The code runs in five milliseconds. Not bad for code executing across two processes.
Testing
Speaking of unit tests, I have written a few. One of the most important is a test that validates the deck shuffling method produces an even distribution of cards. Meaning, over the course of many deals, each card has an equal chance of appearing in each of the 52 positions in a deck. When writing the Deck class, I referenced Microsoft’s RNGCryptoServiceProvider, then wrote the following code which implements the Fischer-Yates algorithm to randomly shuffle cards. Actually, I wrote the Shuffle
method with generics so I may use it in other projects (not only for the Deck class).
I wrote the following code to validate Deck.Shuffle()
is evenly distributed.
The distribution test passes. I also wrote two performance tests:
Shuffle and deal rate = 153,708 full decks per second. Hand scoring rate = 681,244 per second.
Data Tier Architecture
In addition, I worked on data tier architecture. I wrote a class library with code that…
- Maps domain classes to and from entity DTO classes.
- Implements CRUD operations using a repository pattern.

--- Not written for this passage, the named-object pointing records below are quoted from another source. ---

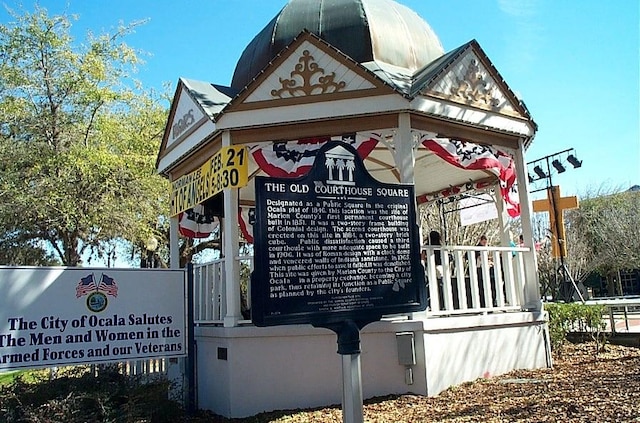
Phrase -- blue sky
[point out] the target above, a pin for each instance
(574, 63)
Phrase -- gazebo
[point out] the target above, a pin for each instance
(373, 74)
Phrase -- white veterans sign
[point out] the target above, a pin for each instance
(57, 316)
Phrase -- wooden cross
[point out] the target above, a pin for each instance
(555, 205)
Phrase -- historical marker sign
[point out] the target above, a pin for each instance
(335, 244)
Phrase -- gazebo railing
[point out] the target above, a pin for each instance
(455, 287)
(474, 279)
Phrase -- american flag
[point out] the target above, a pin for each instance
(108, 285)
(86, 285)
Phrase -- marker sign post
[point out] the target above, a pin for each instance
(60, 316)
(336, 249)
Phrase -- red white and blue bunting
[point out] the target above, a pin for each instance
(196, 223)
(284, 159)
(467, 155)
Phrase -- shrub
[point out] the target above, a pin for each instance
(75, 394)
(565, 318)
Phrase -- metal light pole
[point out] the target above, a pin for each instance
(554, 160)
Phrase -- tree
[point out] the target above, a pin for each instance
(604, 235)
(78, 139)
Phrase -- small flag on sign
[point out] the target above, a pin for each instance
(86, 285)
(108, 285)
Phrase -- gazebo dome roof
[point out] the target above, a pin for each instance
(383, 31)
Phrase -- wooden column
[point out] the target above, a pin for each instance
(231, 251)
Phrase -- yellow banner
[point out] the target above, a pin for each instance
(228, 168)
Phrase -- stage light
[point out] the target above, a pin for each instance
(574, 161)
(556, 163)
(538, 170)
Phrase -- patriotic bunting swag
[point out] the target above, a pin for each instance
(294, 158)
(466, 155)
(196, 223)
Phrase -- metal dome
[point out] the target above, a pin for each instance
(365, 30)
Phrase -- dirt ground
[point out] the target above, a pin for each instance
(579, 388)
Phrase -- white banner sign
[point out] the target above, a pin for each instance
(56, 316)
(477, 209)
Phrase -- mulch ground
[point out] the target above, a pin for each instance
(581, 387)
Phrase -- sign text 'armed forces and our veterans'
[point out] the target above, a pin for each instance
(227, 168)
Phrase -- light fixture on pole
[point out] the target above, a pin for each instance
(150, 260)
(559, 167)
(538, 170)
(574, 161)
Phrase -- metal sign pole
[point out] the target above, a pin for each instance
(352, 411)
(348, 332)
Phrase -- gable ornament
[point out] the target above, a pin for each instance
(474, 87)
(308, 78)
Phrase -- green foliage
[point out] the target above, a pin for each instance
(76, 395)
(78, 141)
(575, 317)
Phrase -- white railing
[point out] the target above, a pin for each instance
(457, 285)
(210, 305)
(452, 288)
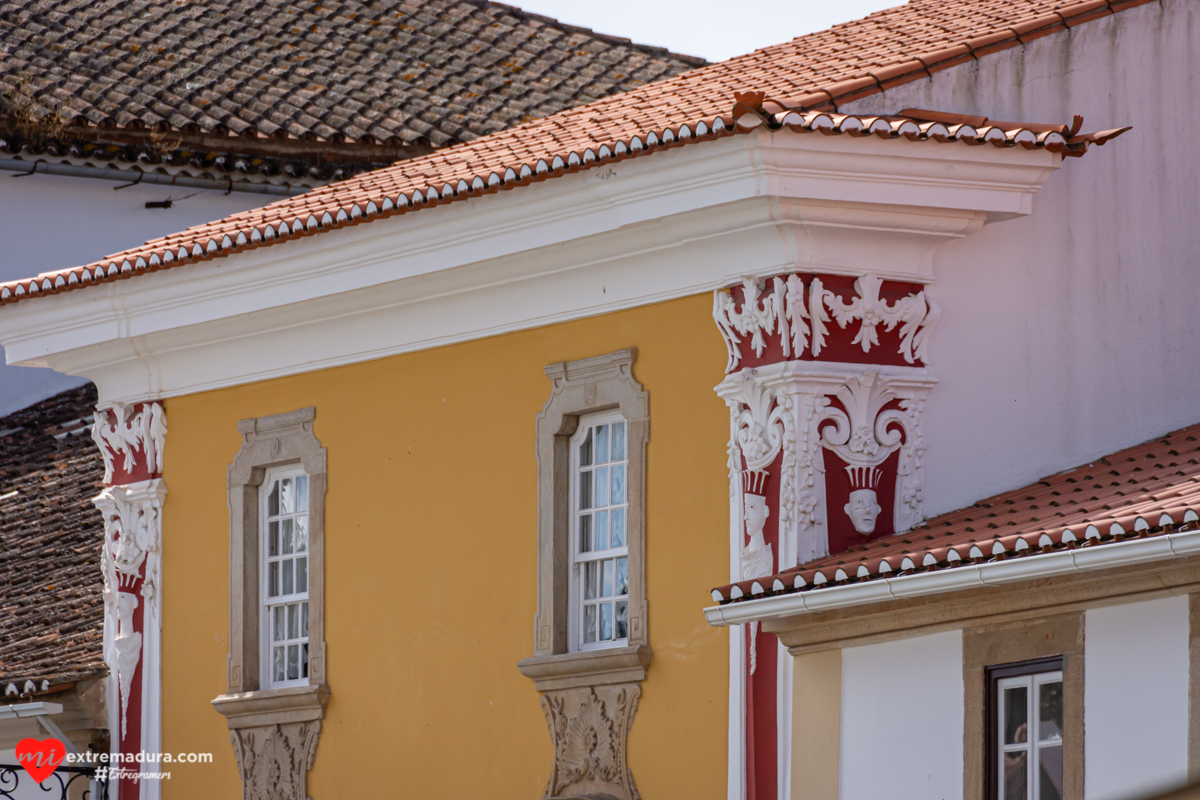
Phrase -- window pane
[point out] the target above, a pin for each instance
(589, 623)
(618, 483)
(1050, 773)
(1014, 776)
(618, 528)
(585, 491)
(592, 581)
(1015, 715)
(601, 530)
(303, 493)
(303, 573)
(618, 441)
(586, 451)
(287, 497)
(586, 534)
(1050, 710)
(601, 486)
(301, 534)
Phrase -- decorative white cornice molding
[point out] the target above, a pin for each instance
(646, 234)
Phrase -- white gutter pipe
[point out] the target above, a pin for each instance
(1030, 567)
(132, 175)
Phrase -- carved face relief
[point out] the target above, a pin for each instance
(755, 513)
(863, 510)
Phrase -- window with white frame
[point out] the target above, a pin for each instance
(1027, 733)
(599, 533)
(285, 584)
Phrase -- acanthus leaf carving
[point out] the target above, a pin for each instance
(780, 306)
(589, 728)
(123, 432)
(274, 761)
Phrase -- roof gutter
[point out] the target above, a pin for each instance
(138, 176)
(993, 573)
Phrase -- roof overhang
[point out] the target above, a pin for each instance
(671, 224)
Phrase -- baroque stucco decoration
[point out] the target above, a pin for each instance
(274, 761)
(589, 727)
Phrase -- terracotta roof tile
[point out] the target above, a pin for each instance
(802, 80)
(51, 536)
(1145, 491)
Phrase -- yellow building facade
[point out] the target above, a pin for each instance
(431, 561)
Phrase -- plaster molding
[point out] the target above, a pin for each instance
(126, 429)
(589, 728)
(665, 227)
(587, 668)
(274, 732)
(274, 761)
(131, 563)
(777, 306)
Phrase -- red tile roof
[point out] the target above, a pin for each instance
(1145, 491)
(809, 74)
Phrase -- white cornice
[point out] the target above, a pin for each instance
(672, 224)
(1030, 567)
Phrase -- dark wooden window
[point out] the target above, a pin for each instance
(1025, 731)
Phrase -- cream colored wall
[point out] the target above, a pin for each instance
(431, 535)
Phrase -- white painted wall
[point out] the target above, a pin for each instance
(1072, 332)
(49, 222)
(901, 720)
(1135, 699)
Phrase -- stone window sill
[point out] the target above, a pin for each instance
(271, 707)
(587, 668)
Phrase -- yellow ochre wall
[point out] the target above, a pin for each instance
(431, 559)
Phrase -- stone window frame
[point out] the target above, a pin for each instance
(580, 388)
(273, 441)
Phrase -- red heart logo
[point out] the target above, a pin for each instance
(40, 757)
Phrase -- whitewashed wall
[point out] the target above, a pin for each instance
(1073, 332)
(901, 720)
(1135, 699)
(49, 222)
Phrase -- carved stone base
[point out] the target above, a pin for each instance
(274, 761)
(589, 728)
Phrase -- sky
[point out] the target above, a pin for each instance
(713, 29)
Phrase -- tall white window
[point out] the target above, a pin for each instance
(599, 527)
(1030, 737)
(285, 584)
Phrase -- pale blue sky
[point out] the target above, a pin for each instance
(713, 29)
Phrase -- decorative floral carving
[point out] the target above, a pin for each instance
(123, 431)
(805, 326)
(274, 761)
(589, 728)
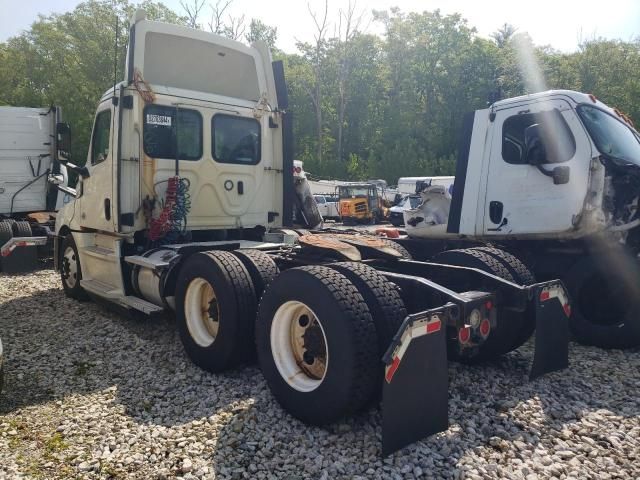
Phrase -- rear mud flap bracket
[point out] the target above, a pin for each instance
(552, 329)
(415, 391)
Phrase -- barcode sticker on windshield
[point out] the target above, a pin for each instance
(161, 120)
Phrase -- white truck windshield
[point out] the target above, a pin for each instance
(612, 137)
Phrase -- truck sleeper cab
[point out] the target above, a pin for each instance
(183, 207)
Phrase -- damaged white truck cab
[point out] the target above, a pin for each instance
(555, 177)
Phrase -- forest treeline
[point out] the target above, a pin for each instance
(365, 105)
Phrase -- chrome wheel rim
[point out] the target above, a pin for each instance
(202, 312)
(299, 346)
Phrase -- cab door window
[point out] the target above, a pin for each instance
(235, 139)
(100, 141)
(559, 142)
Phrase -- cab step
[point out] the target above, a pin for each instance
(101, 289)
(147, 262)
(141, 305)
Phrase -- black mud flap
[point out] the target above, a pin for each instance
(416, 383)
(552, 329)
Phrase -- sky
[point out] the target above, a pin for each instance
(560, 24)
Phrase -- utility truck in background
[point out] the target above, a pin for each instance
(185, 206)
(29, 173)
(554, 178)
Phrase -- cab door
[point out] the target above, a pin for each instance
(519, 197)
(96, 201)
(222, 158)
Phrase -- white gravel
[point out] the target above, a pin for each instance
(91, 394)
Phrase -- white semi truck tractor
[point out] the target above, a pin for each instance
(184, 207)
(553, 178)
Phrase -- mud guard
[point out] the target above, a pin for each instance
(552, 329)
(415, 391)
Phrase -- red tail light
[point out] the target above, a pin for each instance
(464, 334)
(485, 328)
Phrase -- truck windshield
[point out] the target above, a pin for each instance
(612, 137)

So far I’m liking how the data tier code is separated from the domain and entity code. This design keeps the domain class library focused on business logic and the Contract library focused on defining service interfaces and entity DTOs. But I have more testing to do. I’ll write about my data tier architecture in a future blog post.
Next Steps
Next steps are to move the web service call from the website controller to AngularJS code running in the user’s web browser. Then perhaps write more poker logic. The code I’m most concerned about (other than artificial intelligence bot code) is how to correctly separate bets into multiple pots when players call all-in bets with short stacks. An entire table of players calling all-in with various stack sizes is a nightmare scenario. What is the correct algorithm and how do I write unit tests that exercise all the edge cases?